Orígenes

     Cuando las embravecidas aguas del Mar Embajador escupieron los restos de la embarcación a una playa desconocida, el único superviviente de aquella alocada y bamboleante huida apenas fue capaz de arrastrarse por la arena en un desesperado —y simbólico— intento de dejar atrás el medio que le había arrebatado lo poco que aún le quedaba de su antigua vida. Todo, excepto los recuerdos de un glorioso pasado, y el de su elevado —y ahora abatido— linaje.  Gawain de la Montaña —si sus enemigos pudieran verlo ahora tal vez se burlarían cambiándole el título por "Gawain de la Playa"— esbozó una sonrisa de puro agotamiento antes de caer de bruces sobre la arena.
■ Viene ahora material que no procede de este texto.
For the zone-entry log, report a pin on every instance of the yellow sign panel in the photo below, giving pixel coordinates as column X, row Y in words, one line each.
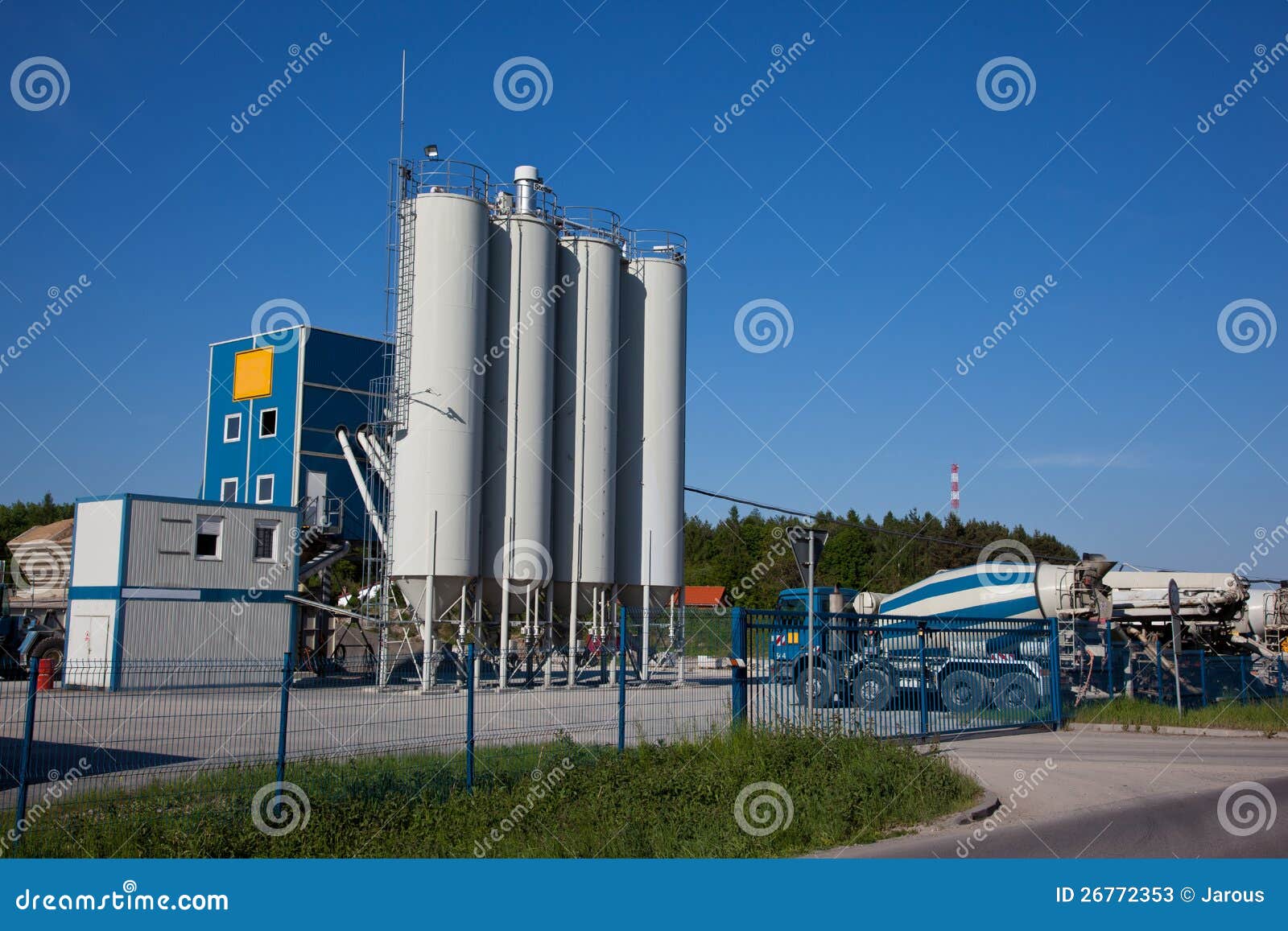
column 253, row 373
     Nunca supo a ciencia cierta cuánto tardó en despertar, pero, cuando lo hizo, sintió —o quizá sólo lo imaginó— un extraño vínculo con el frondoso e  ignoto paraje situado frente a él. Grandes árboles y una densa masa de matorral bajo le impedían ver más allá de lo que se antojaba como una extraña e inquietante frontera verde. El hambre, la sed y, tal vez también, una pizca de curiosidad innata, lo impelían con fuerza creciente a acercarse a ese límite, aún inexplorado, y a traspasarlo en busca de agua, alimento o, ¿por qué no?, almas caritativas que lo acogieran, lo protegieran y, en suma, le permitieran —una vez más— esquivar a la muerte.

     Sintiendo que sus exiguas fuerzas menguaban más y más, dejó a un lado cualquier prevención que hubiera podido frenarlo y se adentró en el bosque. Nada más hacerlo fue consciente de dos sensaciones opuestas  —que mucho más adelante admitiría no haber sabido reconocer en aquel momento—; una era la de destierro, que lo había acompañado desde el comienzo de su precipitado viaje. La otra, opuesta a la primera, crecía a marchas forzadas en clara y singular pugna con la anterior. Se trataba de una sensación primaria, tan incontrolable como las devastadoras olas del océano.  Ambas se disputaban el control, ambas se ganaban terreno la una a la otra, y ambas parecían dejarle claro a Gawain que aquella enconada lucha sólo podía concluir en un único desenlace  posible: victoria o derrota.

     De repente, el amortiguado y profundo murmullo del bosque dejó paso a una plétora de sonidos estridentes y cacofónicos, — que el desposeído hijo del dios Yuen fue incapaz de identificar—,  acompañados del sordo retumbar de un número indeterminado de pisadas. Cuando una miríada de seres, criaturas y entes, a cual más extraño, invadió con actitud amenazante el pequeño claro ocupado por Gawain, este comprendió que había llegado al final de su infortunado viaje.

     Casi más como último acto de despedida que como desesperado recurso defensivo, Gawain hincó una rodilla en aquel inhóspito suelo extranjero y oró a su padre. Sus palabras, apenas lastimeramente musitadas en un afligido susurro, se perdieron entre la algarabía descontrolada que ya lo rodeaba. Sin embargo, sin importar cuán bajo fueran pronunciadas, cada una de ellas se las arregló para alcanzar de manera certera  su destino.   

     El sol, cuya luz iluminaba hasta entonces con perseverante convicción, flaqueó de improviso; varias sombras irregulares que iban y venían oscurecieron el claro, y todas las miradas confluyeron en las enormes criaturas aladas, cuyo aliento abrasador cortó la respiración de los presentes. Con habilidad excepcional, los dragones se fueron posando uno a uno alrededor de Gawain y, tras arrojar al cielo una sola llamarada, posaron sus largos cuellos ante el hijo bastardo de Yuen. El significado profundo de tan extraordinario fenómeno no pasó inadvertido para los heterogéneos habitantes de aquel territorio; por primera vez en sus vidas, habían sentido un nexo común.